Machine learning models for computer vision tasks have been largely trained on photos. However, there lies a large possibility for scaling up to a wider range of applications such as augmented reality, autonomy, robotics, and image retrieval tasks if we train these models on 3D objects. To achieve this has been an uphill task since there is a dearth of large real-world datasets of objects in 3D, as compared to 2D datasets such as ImageNet, COCO, and Open Images.
Now, Google has released the Objectron dataset, which is a collection of short, object-centric video clips that capture a large set of common objects from various angles. Along with the dataset, the research also details a new 3D object detection solution.

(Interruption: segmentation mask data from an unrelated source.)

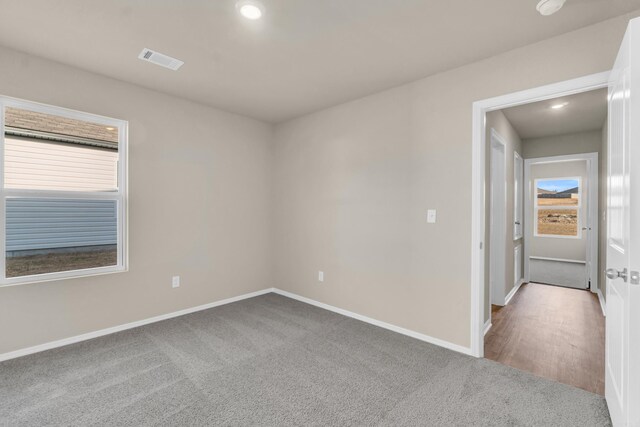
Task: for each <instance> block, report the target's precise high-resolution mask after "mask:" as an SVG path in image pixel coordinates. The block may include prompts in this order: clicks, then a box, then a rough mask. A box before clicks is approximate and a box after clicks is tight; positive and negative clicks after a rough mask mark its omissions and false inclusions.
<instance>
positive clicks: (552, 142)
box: [522, 123, 602, 159]
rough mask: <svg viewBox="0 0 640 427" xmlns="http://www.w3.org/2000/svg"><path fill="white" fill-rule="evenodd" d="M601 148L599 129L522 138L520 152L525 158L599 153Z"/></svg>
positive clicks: (599, 132)
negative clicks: (589, 153) (535, 136)
mask: <svg viewBox="0 0 640 427" xmlns="http://www.w3.org/2000/svg"><path fill="white" fill-rule="evenodd" d="M598 125H600V123H598ZM601 150H602V131H600V130H594V131H588V132H577V133H569V134H566V135H554V136H548V137H545V138H528V139H523V140H522V153H523V155H524V158H525V159H534V158H536V157H552V156H564V155H566V154H580V153H600V152H601Z"/></svg>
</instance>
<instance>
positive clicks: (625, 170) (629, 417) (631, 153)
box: [605, 19, 640, 426]
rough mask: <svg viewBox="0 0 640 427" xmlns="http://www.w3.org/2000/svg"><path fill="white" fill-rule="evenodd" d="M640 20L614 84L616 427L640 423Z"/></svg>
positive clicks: (608, 255) (610, 166)
mask: <svg viewBox="0 0 640 427" xmlns="http://www.w3.org/2000/svg"><path fill="white" fill-rule="evenodd" d="M638 91H640V19H634V20H632V21H631V22H630V23H629V27H628V28H627V32H626V34H625V37H624V41H623V42H622V46H621V47H620V51H619V53H618V58H617V59H616V63H615V66H614V68H613V71H612V74H611V78H610V82H609V171H608V177H607V178H608V183H609V187H608V188H609V195H608V199H609V200H608V203H607V210H608V230H607V317H606V325H607V332H606V341H607V343H606V356H605V360H606V366H605V376H606V386H605V395H606V398H607V403H608V405H609V412H610V413H611V419H612V421H613V424H614V425H616V426H640V285H638V284H637V281H638V277H637V273H635V272H637V271H640V93H639V92H638Z"/></svg>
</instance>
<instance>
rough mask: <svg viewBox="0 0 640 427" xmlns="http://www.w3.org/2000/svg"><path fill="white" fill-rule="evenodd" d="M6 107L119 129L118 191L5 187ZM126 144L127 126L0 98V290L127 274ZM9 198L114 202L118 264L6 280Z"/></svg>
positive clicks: (116, 122)
mask: <svg viewBox="0 0 640 427" xmlns="http://www.w3.org/2000/svg"><path fill="white" fill-rule="evenodd" d="M7 107H13V108H19V109H23V110H29V111H34V112H38V113H44V114H51V115H56V116H60V117H64V118H68V119H75V120H82V121H88V122H92V123H97V124H100V125H104V126H105V127H107V126H110V127H115V128H116V129H118V172H117V173H118V188H117V189H116V190H115V191H100V192H99V191H95V192H93V191H61V190H25V189H11V188H5V186H4V178H5V173H4V154H5V129H4V127H5V122H4V114H5V109H6V108H7ZM127 142H128V122H127V121H125V120H119V119H113V118H109V117H104V116H99V115H95V114H90V113H85V112H81V111H76V110H70V109H67V108H62V107H56V106H52V105H46V104H40V103H37V102H31V101H25V100H21V99H16V98H11V97H6V96H0V229H1V230H2V232H1V236H2V238H0V287H3V286H13V285H20V284H26V283H37V282H48V281H52V280H61V279H70V278H76V277H87V276H96V275H102V274H110V273H117V272H123V271H127V269H128V238H127V237H128V230H127V222H128V218H127V189H128V187H127V170H128V169H127V153H128V149H127ZM9 197H36V198H58V199H93V200H97V199H100V200H115V201H116V204H117V209H118V218H117V220H118V226H117V233H118V237H117V263H116V264H115V265H113V266H107V267H94V268H86V269H81V270H68V271H59V272H54V273H43V274H35V275H28V276H19V277H9V278H8V277H6V200H7V198H9Z"/></svg>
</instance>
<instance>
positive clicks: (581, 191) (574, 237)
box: [533, 176, 582, 239]
mask: <svg viewBox="0 0 640 427" xmlns="http://www.w3.org/2000/svg"><path fill="white" fill-rule="evenodd" d="M555 180H576V181H578V204H577V205H575V206H542V207H540V205H538V196H537V195H538V193H537V190H538V182H540V181H555ZM533 194H534V198H533V236H534V237H550V238H553V239H581V238H582V219H581V215H580V213H581V212H580V210H581V209H582V177H579V176H577V177H576V176H567V177H564V176H562V177H557V178H536V179H534V181H533ZM540 209H543V210H573V209H575V210H576V211H577V214H578V224H577V227H578V230H577V234H576V235H575V236H561V235H559V234H540V233H538V210H540Z"/></svg>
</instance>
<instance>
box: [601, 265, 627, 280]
mask: <svg viewBox="0 0 640 427" xmlns="http://www.w3.org/2000/svg"><path fill="white" fill-rule="evenodd" d="M606 275H607V279H611V280H614V279H617V278H620V279H622V280H624V281H625V282H626V281H627V276H628V274H627V269H626V268H624V269H622V271H620V270H616V269H615V268H607V271H606Z"/></svg>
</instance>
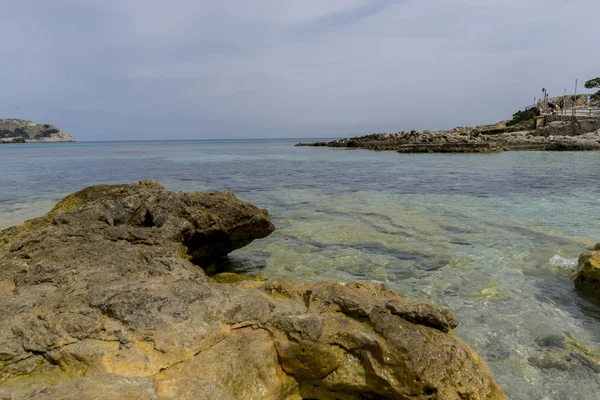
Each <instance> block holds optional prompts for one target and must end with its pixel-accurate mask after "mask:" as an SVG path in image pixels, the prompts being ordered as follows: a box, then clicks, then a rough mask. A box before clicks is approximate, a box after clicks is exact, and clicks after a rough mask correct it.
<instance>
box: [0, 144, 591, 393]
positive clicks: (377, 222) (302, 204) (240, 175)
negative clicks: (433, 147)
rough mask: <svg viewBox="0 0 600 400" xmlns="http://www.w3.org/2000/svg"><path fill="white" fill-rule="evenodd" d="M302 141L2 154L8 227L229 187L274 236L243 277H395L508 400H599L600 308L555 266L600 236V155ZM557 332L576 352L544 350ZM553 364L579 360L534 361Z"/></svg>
mask: <svg viewBox="0 0 600 400" xmlns="http://www.w3.org/2000/svg"><path fill="white" fill-rule="evenodd" d="M294 143H295V141H235V142H228V141H225V142H219V141H205V142H193V141H192V142H121V143H76V144H39V145H38V144H27V145H5V146H0V168H1V170H0V171H1V172H0V227H6V226H9V225H12V224H15V223H20V222H22V221H23V220H25V219H28V218H32V217H34V216H38V215H41V214H43V213H45V212H47V211H48V210H49V209H50V208H51V207H52V205H53V204H54V203H55V202H56V201H58V200H59V199H60V198H61V197H62V196H64V195H66V194H68V193H70V192H73V191H76V190H78V189H80V188H82V187H84V186H88V185H91V184H98V183H116V182H134V181H137V180H140V179H146V178H154V179H157V180H159V181H161V182H162V183H163V184H164V185H165V186H167V187H168V188H170V189H174V190H219V189H230V190H233V191H234V192H235V193H236V194H237V195H238V196H239V197H241V198H243V199H245V200H248V201H251V202H253V203H255V204H256V205H258V206H260V207H265V208H268V209H269V213H270V215H271V217H272V219H273V220H274V222H275V224H276V226H277V227H278V229H277V231H276V232H275V233H273V234H272V235H271V236H270V237H269V238H267V239H264V240H261V241H257V242H255V243H253V244H251V245H250V246H248V247H246V248H244V249H241V250H238V251H236V252H234V253H233V254H232V255H231V257H230V262H229V267H230V268H232V269H233V270H236V271H247V272H252V273H262V274H265V275H267V276H269V277H274V276H283V277H287V278H295V279H305V280H317V279H334V280H338V281H349V280H356V279H358V280H364V281H372V282H385V283H387V284H389V285H391V286H392V287H394V288H395V289H397V290H398V291H399V292H400V293H401V294H403V295H404V296H405V297H407V298H409V299H419V300H428V301H434V302H437V303H440V304H443V305H445V306H447V307H448V308H449V309H450V310H452V312H453V313H454V314H455V316H456V317H457V318H458V320H459V322H460V326H459V327H458V328H457V329H456V334H457V335H458V336H460V337H461V338H462V339H464V340H465V341H466V342H467V343H469V344H470V345H471V346H472V347H473V348H475V350H476V351H477V352H478V353H479V354H480V355H481V356H482V357H483V358H484V359H485V360H486V362H487V363H488V365H489V366H490V368H491V369H492V372H493V373H494V376H495V378H496V379H497V381H498V382H499V383H500V384H501V385H502V386H503V387H504V388H505V389H506V391H507V393H508V395H509V397H510V398H511V399H590V400H591V399H597V398H598V393H600V389H599V388H600V374H599V373H598V372H596V371H598V368H597V367H594V365H591V364H589V363H588V362H586V361H585V359H583V360H580V359H579V358H577V357H578V356H577V354H575V355H573V354H572V352H571V349H572V348H574V346H575V347H576V348H577V349H578V350H579V353H583V354H584V355H586V357H587V360H594V359H596V358H595V357H600V345H599V343H600V306H597V305H593V304H591V303H589V302H588V301H587V300H585V299H582V298H581V297H580V296H579V295H578V294H577V293H576V292H575V291H574V290H573V285H572V282H571V281H570V280H569V272H570V270H571V268H572V267H571V266H569V263H568V262H566V261H562V262H559V261H560V258H556V257H555V256H556V255H558V256H560V257H562V258H566V259H573V258H576V257H577V256H578V255H579V253H581V252H582V251H583V250H584V248H586V247H590V246H591V245H593V243H595V242H597V241H600V224H598V223H597V217H598V215H600V204H599V203H598V199H599V198H600V187H599V186H598V182H599V180H600V153H544V152H519V153H503V154H484V155H477V154H472V155H399V154H396V153H389V152H383V153H378V152H369V151H362V150H352V151H350V150H339V149H327V148H305V147H302V148H296V147H293V144H294ZM553 257H554V259H553V261H552V262H551V261H550V260H551V259H552V258H553ZM557 260H558V261H557ZM567 261H568V260H567ZM551 335H560V336H562V337H566V339H565V340H566V343H568V346H567V349H557V348H556V347H552V346H548V340H547V337H548V336H551ZM544 357H547V358H546V359H552V358H551V357H559V358H562V359H563V361H564V357H568V358H569V360H570V361H569V362H562V363H560V362H559V363H552V362H539V361H535V360H539V359H544ZM548 357H550V358H548ZM596 361H600V358H598V359H596Z"/></svg>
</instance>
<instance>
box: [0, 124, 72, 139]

The Objectron dataset contains video clips and images in the following categories: bikes, books, cameras, bottles, chairs, cups, shoes, and laptops. It consists of 15,000 annotated video clips and 4 million images collected from a geo-diverse sample covering ten countries in five continents. The data contains:
- Manually annotated bounding boxes, which describe the position, orientation, and dimension, of each object
- The video clips contain augmented reality metadata such as camera poses and sparse point clouds.
- A shuffled version of annotated frames called the processed dataset for images and SequenceExample format for videos
- Scripts to run evaluation
- Supporting scripts to load the data into deep learning libraries such as Tensorflow, PyTorch, and Jax to visualise the dataset.

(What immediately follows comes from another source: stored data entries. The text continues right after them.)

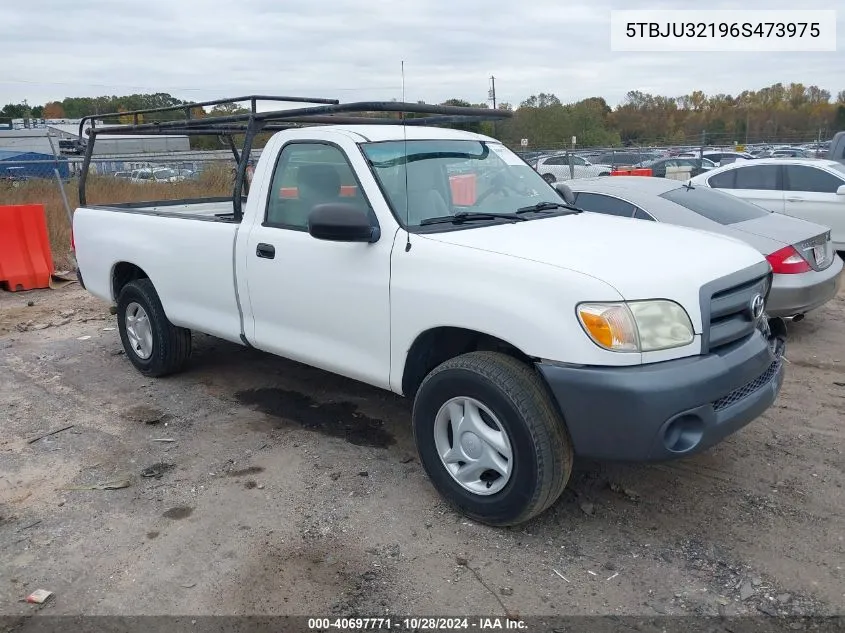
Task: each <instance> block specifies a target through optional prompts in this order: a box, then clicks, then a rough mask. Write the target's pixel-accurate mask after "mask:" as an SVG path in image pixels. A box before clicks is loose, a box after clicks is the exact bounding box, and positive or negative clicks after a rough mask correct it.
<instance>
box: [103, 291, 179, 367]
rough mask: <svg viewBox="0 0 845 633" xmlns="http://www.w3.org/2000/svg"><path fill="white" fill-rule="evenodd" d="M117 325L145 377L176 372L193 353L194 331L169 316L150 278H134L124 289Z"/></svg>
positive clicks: (124, 343) (122, 339) (117, 300)
mask: <svg viewBox="0 0 845 633" xmlns="http://www.w3.org/2000/svg"><path fill="white" fill-rule="evenodd" d="M117 325H118V330H119V332H120V340H121V342H122V343H123V349H124V351H125V352H126V356H127V358H129V360H130V361H131V362H132V364H133V365H135V368H136V369H137V370H138V371H140V372H141V373H142V374H144V375H145V376H150V377H159V376H166V375H168V374H173V373H176V372H178V371H180V370H181V369H182V368H183V367H184V366H185V363H186V362H187V360H188V358H190V356H191V331H190V330H188V329H185V328H181V327H176V326H175V325H173V324H172V323H171V322H170V321H169V320H168V319H167V315H166V314H165V313H164V308H163V307H162V305H161V300H160V299H159V298H158V293H156V291H155V286H153V283H152V282H151V281H150V280H149V279H136V280H135V281H130V282H129V283H128V284H126V285H125V286H124V287H123V288H122V289H121V291H120V296H119V297H118V300H117Z"/></svg>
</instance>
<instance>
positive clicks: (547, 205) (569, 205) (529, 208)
mask: <svg viewBox="0 0 845 633" xmlns="http://www.w3.org/2000/svg"><path fill="white" fill-rule="evenodd" d="M554 209H568V210H569V211H571V212H572V213H583V212H584V210H583V209H579V208H578V207H573V206H572V205H571V204H566V203H565V202H538V203H537V204H532V205H531V206H530V207H521V208H519V209H517V210H516V212H517V213H534V212H537V211H553V210H554Z"/></svg>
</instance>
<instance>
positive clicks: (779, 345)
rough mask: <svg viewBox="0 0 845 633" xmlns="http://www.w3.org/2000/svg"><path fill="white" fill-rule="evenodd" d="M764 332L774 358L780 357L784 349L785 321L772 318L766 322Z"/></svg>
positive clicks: (769, 347) (785, 324) (767, 320)
mask: <svg viewBox="0 0 845 633" xmlns="http://www.w3.org/2000/svg"><path fill="white" fill-rule="evenodd" d="M766 330H767V332H766V338H767V339H768V340H769V348H770V349H771V350H772V353H773V354H774V355H775V356H781V355H782V354H783V352H784V348H785V347H786V321H785V320H784V319H782V318H781V317H772V318H770V319H768V320H767V321H766Z"/></svg>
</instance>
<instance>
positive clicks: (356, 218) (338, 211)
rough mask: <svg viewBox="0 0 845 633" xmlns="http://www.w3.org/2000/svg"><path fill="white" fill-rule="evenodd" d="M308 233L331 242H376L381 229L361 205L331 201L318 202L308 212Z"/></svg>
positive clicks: (324, 239)
mask: <svg viewBox="0 0 845 633" xmlns="http://www.w3.org/2000/svg"><path fill="white" fill-rule="evenodd" d="M308 233H309V234H310V235H311V237H315V238H317V239H318V240H329V241H332V242H368V243H373V242H377V241H378V239H379V237H381V231H380V230H379V228H378V227H377V226H373V225H372V223H371V222H370V218H369V216H368V215H367V212H366V211H364V210H363V209H361V207H359V206H357V205H354V204H348V203H342V202H332V203H328V204H318V205H316V206H315V207H314V208H313V209H311V213H309V214H308Z"/></svg>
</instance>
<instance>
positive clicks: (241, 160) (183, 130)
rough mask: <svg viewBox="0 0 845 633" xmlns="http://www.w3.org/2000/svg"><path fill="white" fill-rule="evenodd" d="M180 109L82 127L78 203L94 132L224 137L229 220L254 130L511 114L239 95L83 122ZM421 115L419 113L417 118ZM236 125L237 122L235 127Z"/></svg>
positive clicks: (445, 108) (262, 130) (394, 122)
mask: <svg viewBox="0 0 845 633" xmlns="http://www.w3.org/2000/svg"><path fill="white" fill-rule="evenodd" d="M245 100H250V101H251V106H252V107H251V108H250V112H248V113H242V114H233V115H227V116H219V117H204V118H199V119H197V118H191V117H190V112H191V110H192V109H194V108H197V107H203V106H206V105H218V104H224V103H236V102H238V101H245ZM260 100H274V101H288V102H294V103H311V104H313V103H321V105H316V106H311V107H303V108H292V109H289V110H273V111H269V112H257V110H256V101H260ZM176 110H184V111H185V112H186V118H185V119H183V120H176V121H161V122H158V121H156V122H152V123H135V124H132V125H120V126H105V127H100V128H96V127H94V126H93V125H92V127H90V128H88V134H89V136H90V137H91V141H90V142H89V143H87V146H86V151H85V160H84V162H83V166H82V174H81V175H80V180H79V201H80V205H81V206H85V199H86V197H85V183H86V181H87V178H88V170H89V168H90V164H91V157H92V155H93V148H94V143H95V142H96V137H97V136H98V135H99V134H110V135H120V136H154V135H159V134H178V135H201V134H204V135H209V134H214V135H220V136H227V137H229V141H230V146H231V148H232V151H233V154H234V155H235V159H236V161H237V162H238V170H237V176H236V180H235V186H234V191H233V194H232V197H233V206H234V219H235V221H238V222H239V221H240V220H241V219H242V217H243V211H242V195H241V193H242V192H245V193H248V188H247V183H246V181H245V176H246V169H247V164H248V162H249V156H250V152H251V151H252V143H253V141H254V140H255V136H256V134H258V133H259V132H262V131H280V130H285V129H290V128H293V127H303V126H310V125H333V124H334V125H338V124H339V125H397V124H400V125H408V126H418V125H446V124H455V123H468V122H477V121H495V120H501V119H507V118H510V117H512V116H513V113H512V112H510V111H507V110H498V109H488V108H472V107H464V106H444V105H429V104H425V103H403V102H400V101H359V102H354V103H340V102H338V101H337V100H329V99H323V100H318V99H310V98H307V97H259V96H250V97H240V98H236V99H218V100H215V101H206V102H198V103H192V104H182V105H179V106H169V107H166V108H153V109H150V110H146V111H142V110H138V111H134V112H119V113H111V114H108V115H96V116H90V117H86V119H87V120H92V122H93V119H103V118H113V117H118V116H127V115H135V116H136V118H137V115H139V114H149V113H153V112H166V111H176ZM376 112H379V113H393V114H398V115H399V116H400V118H399V119H395V118H389V117H372V116H369V117H367V116H349V115H356V114H360V115H365V114H372V113H376ZM407 114H413V115H417V116H414V117H412V118H407V117H406V116H405V115H407ZM419 115H425V116H419ZM86 119H83V121H81V122H80V138H81V137H82V132H83V125H84V121H85V120H86ZM238 124H240V125H238ZM234 134H243V135H244V143H243V147H242V148H241V151H240V155H238V152H237V148H236V147H235V145H234V142H233V140H232V136H233V135H234Z"/></svg>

3D Object Detection Solution
Google’s team also released a 3D object detection solution for four categories of objects — shoes, chairs, mugs, and cameras. These models are trained using the Objectron dataset. The models are released in MediaPipe. MediaPipe is an open-source cross-platform that offers customisable machine learning solutions for live and streaming media; it finds applications in human pose detection and tracking, hand tracking, iris tracking, 3D object detection, and face detection.

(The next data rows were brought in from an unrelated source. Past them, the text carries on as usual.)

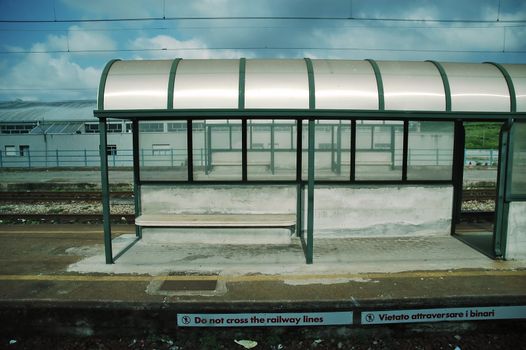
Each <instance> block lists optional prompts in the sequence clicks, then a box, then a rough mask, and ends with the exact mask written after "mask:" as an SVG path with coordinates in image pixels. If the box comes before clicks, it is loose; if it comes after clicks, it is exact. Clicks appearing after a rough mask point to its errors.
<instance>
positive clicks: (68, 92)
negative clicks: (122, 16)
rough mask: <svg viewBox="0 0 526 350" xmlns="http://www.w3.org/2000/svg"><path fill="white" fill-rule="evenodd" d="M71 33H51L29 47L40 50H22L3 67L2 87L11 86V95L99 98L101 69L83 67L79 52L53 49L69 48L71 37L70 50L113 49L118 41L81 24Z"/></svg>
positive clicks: (46, 98) (88, 65) (10, 87)
mask: <svg viewBox="0 0 526 350" xmlns="http://www.w3.org/2000/svg"><path fill="white" fill-rule="evenodd" d="M68 34H69V39H68V37H67V36H66V35H49V36H48V37H47V40H46V41H45V42H37V43H34V44H33V45H32V46H31V48H30V50H29V51H31V52H40V53H31V54H20V56H19V57H20V59H18V60H17V61H16V63H14V64H13V65H12V66H8V67H4V69H2V71H3V72H4V73H3V74H2V75H3V77H2V80H1V81H0V87H1V88H2V89H12V90H11V91H9V98H27V96H32V97H31V99H53V100H65V99H77V98H82V99H94V98H96V89H97V87H98V83H99V79H100V73H101V69H100V68H97V67H93V66H92V65H88V66H85V67H83V66H81V65H80V64H79V63H78V62H76V61H75V60H76V59H78V58H79V56H73V55H71V54H67V53H53V51H63V50H67V49H68V41H69V49H70V50H93V49H113V48H115V47H116V45H115V43H114V42H113V41H112V40H111V39H110V38H108V37H106V36H104V35H103V34H101V33H98V32H95V33H93V32H86V31H83V30H82V29H81V28H79V27H72V28H71V29H70V31H69V33H68ZM17 49H18V48H17ZM26 50H27V49H26ZM82 58H83V59H85V57H82ZM28 94H30V95H28Z"/></svg>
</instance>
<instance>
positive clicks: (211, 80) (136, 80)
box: [96, 58, 526, 117]
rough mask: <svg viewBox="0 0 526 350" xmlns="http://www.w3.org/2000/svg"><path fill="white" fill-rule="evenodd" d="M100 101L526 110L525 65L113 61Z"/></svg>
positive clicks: (98, 103) (258, 60)
mask: <svg viewBox="0 0 526 350" xmlns="http://www.w3.org/2000/svg"><path fill="white" fill-rule="evenodd" d="M98 98H99V99H98V111H96V112H99V113H100V112H102V111H121V112H125V111H134V112H135V113H137V111H139V112H140V111H173V112H183V111H189V112H191V111H202V112H206V111H212V110H214V111H218V110H220V111H232V112H239V111H260V112H261V111H270V110H272V111H274V113H275V112H276V111H281V112H282V113H284V114H285V113H286V112H287V111H293V110H294V111H302V110H309V111H313V110H315V111H335V110H338V111H342V110H343V111H399V112H405V111H424V112H499V113H501V112H504V113H505V112H526V65H524V64H505V65H499V64H495V63H480V64H474V63H439V62H434V61H425V62H399V61H377V62H376V61H373V60H365V61H356V60H328V59H312V60H311V59H276V60H263V59H244V58H242V59H239V60H233V59H232V60H231V59H189V60H186V59H184V60H182V59H174V60H152V61H146V60H145V61H120V60H113V61H111V62H109V63H108V64H107V66H106V68H105V69H104V72H103V75H102V77H101V83H100V86H99V95H98ZM96 114H97V113H96ZM103 114H104V113H103ZM124 114H125V113H123V114H122V115H124ZM153 116H155V113H153V114H152V117H153Z"/></svg>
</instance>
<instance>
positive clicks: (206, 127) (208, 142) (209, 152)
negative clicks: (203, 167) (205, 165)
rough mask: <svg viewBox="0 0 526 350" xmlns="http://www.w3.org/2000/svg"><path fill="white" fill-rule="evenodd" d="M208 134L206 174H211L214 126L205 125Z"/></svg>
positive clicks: (207, 137)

In the single-stage model that was proposed earlier this year, the pose and physical size of an object were determined using a single RGB image. Some of the features of this model include:
- An encoder-decoder architecture built on MobileNetv2
- Prediction of object shape using detection and regression
- Using a well-established pose estimation algorithm for obtaining the final 3D coordinates for the bounding box
- The model is lightweight and can run real-time on mobile devices
The new 3D object detection model, however, utilises a two-stage architecture, a marked improvement from its predecessor, mentioned above, that used a single-stage model. The first stage in this model uses the TensorFlow Object Detection model to find the 2D crop of the object. The 2D crop is used to determine the 3D bounding box in the second stage. To avoid operating the object detection for every frame, the model also simultaneously determines the 2D crop for the next frame.
3D Object Detection Solution Architecture
To evaluate the performance of the 3D detection models, a 3D intersection over union (IoU) similarity statistics was used. Also called the Jaccard index, IoU is used for gauging the similarity and diversity of the sample sets; it is commonly used for computer vision tasks that measure how close bounding boxes are to the ground truth.
Google has proposed an algorithm for estimating accurate 3D IoU values for the bounding boxes. Using the Sutherland-Hodgman Polygon clipping algorithm, the team first computed the intersection points between the faces of the two boxes and further, the volume of this intersection is calculated. Finally, this calculated volume of the intersection and the union of two boxes is used for computing the IoU.
Computing the IoU
With open-sourcing the dataset and introducing the two-stage object detection model, Google hopes to enable wider research in the fields of view synthesis, unsupervised learning, and improved 3D representation.